The terror hit me like a fever about a half hour before the first show’s curtain. The day went by in a punishing blur: a vivid dream in which one is never really sure how much time is going by until suddenly someone is saying “We tech in 20 minutes.” And then someone else is saying, “Let’s break for dinner.” And then someone else is saying, “Places for Show One, people, places.”
“Thank you, places.”
I was in the second of seven ten-minute plays. I stood in the house-right vom looking up and out onto the stage, half-watching and listening to the first play, a funny piece about swinger birds by Doug Willott called "Duck/Penguin". I couldn’t really concentrate on the piece, since I was undergoing a vast existential amazement: confounded and astounded that somehow the individual circumstances of my life had brought me here to this deeply horrifyingly moment. Why was I here? Who does this to themselves? It’s one thing to be an asshole, but only a stupid asshole plots his own very public humiliation.
It was an oddly uplifted dismay. Nothing depressed or depressive about it.

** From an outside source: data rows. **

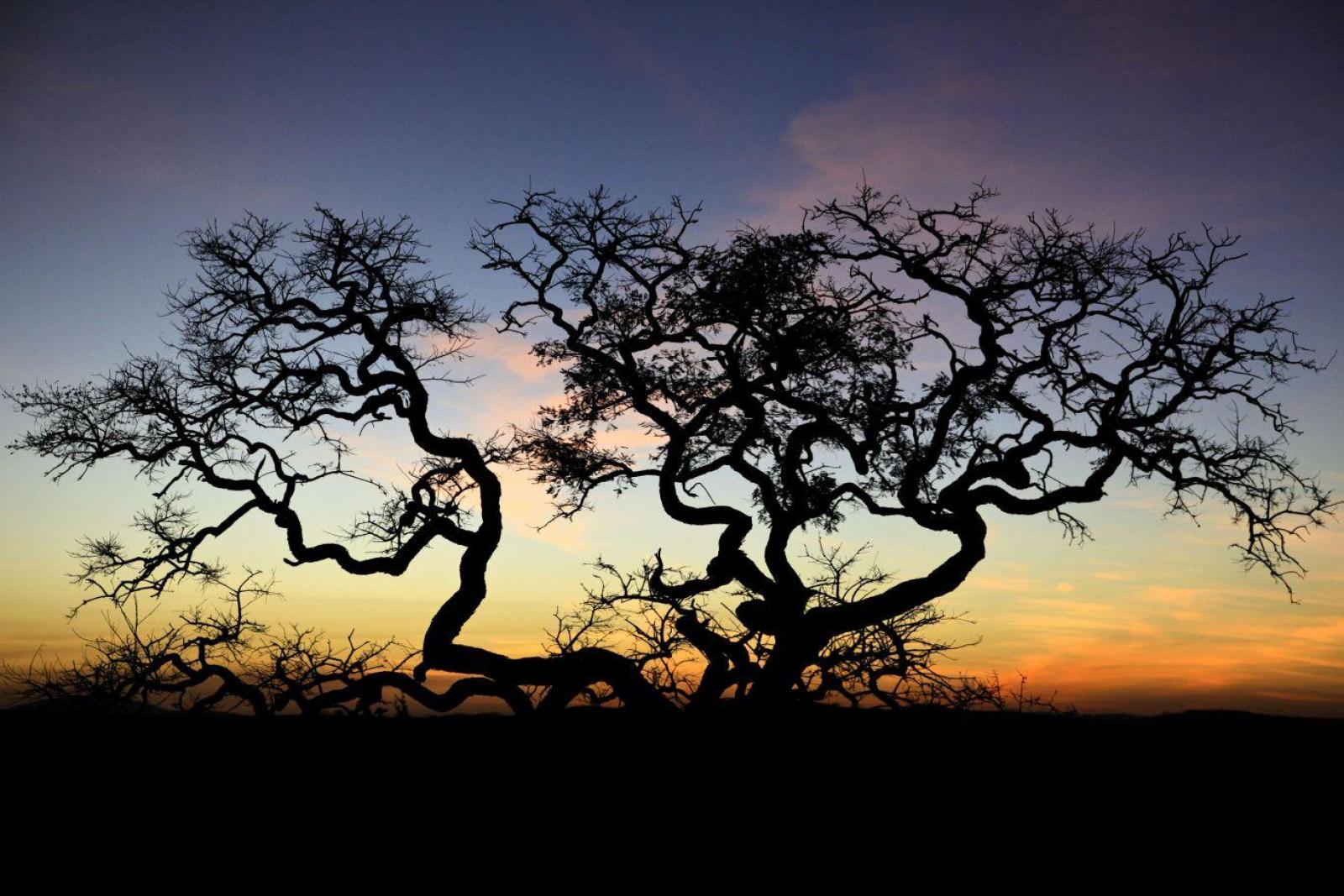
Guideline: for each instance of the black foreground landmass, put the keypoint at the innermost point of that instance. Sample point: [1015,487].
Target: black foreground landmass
[586,779]
[819,738]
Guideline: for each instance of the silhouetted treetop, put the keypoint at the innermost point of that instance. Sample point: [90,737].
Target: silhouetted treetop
[917,364]
[924,365]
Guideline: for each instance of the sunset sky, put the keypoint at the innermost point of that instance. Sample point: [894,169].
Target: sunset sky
[123,125]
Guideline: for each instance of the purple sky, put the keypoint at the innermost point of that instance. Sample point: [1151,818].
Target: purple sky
[123,125]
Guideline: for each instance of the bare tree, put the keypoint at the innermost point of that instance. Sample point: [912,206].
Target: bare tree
[780,367]
[282,349]
[774,371]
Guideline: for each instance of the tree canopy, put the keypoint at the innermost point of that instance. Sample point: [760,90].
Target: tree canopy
[925,365]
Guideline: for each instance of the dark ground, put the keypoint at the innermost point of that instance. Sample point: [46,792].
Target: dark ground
[600,788]
[729,745]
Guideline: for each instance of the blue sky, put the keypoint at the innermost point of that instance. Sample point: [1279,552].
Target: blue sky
[123,125]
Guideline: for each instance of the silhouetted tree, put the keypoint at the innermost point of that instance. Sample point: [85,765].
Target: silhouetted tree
[1054,359]
[779,369]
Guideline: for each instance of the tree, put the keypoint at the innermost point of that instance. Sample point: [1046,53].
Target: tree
[780,367]
[1068,358]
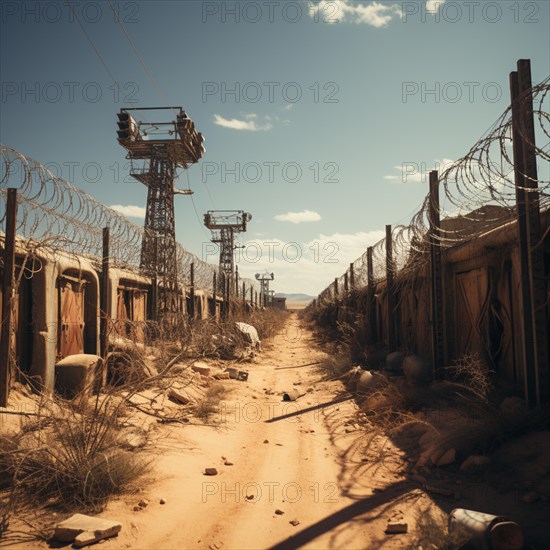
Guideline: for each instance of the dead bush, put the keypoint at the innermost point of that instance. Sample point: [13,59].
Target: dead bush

And then the lights were changing and the band was playing and I was going on. As I noted in my earlier essay, as an actor, once you’re on you’re on. The terror doesn’t disappear, but it is forced by the demands of actual performance to sit in the back seat and shut the fuck up. There’s nothing you can do when you’re sliding down the mountain except make your goddamned best effort to steer and maybe hope to outrun the avalanche.
And then I was marching offstage. And then I was done. For a couple hours at least. I still had the second show, which now, miraculously, I wasn’t dreading at all.
By the first show of the second day the process had actually become fun, though terror was still sitting there in the back seat, sitting on her hands.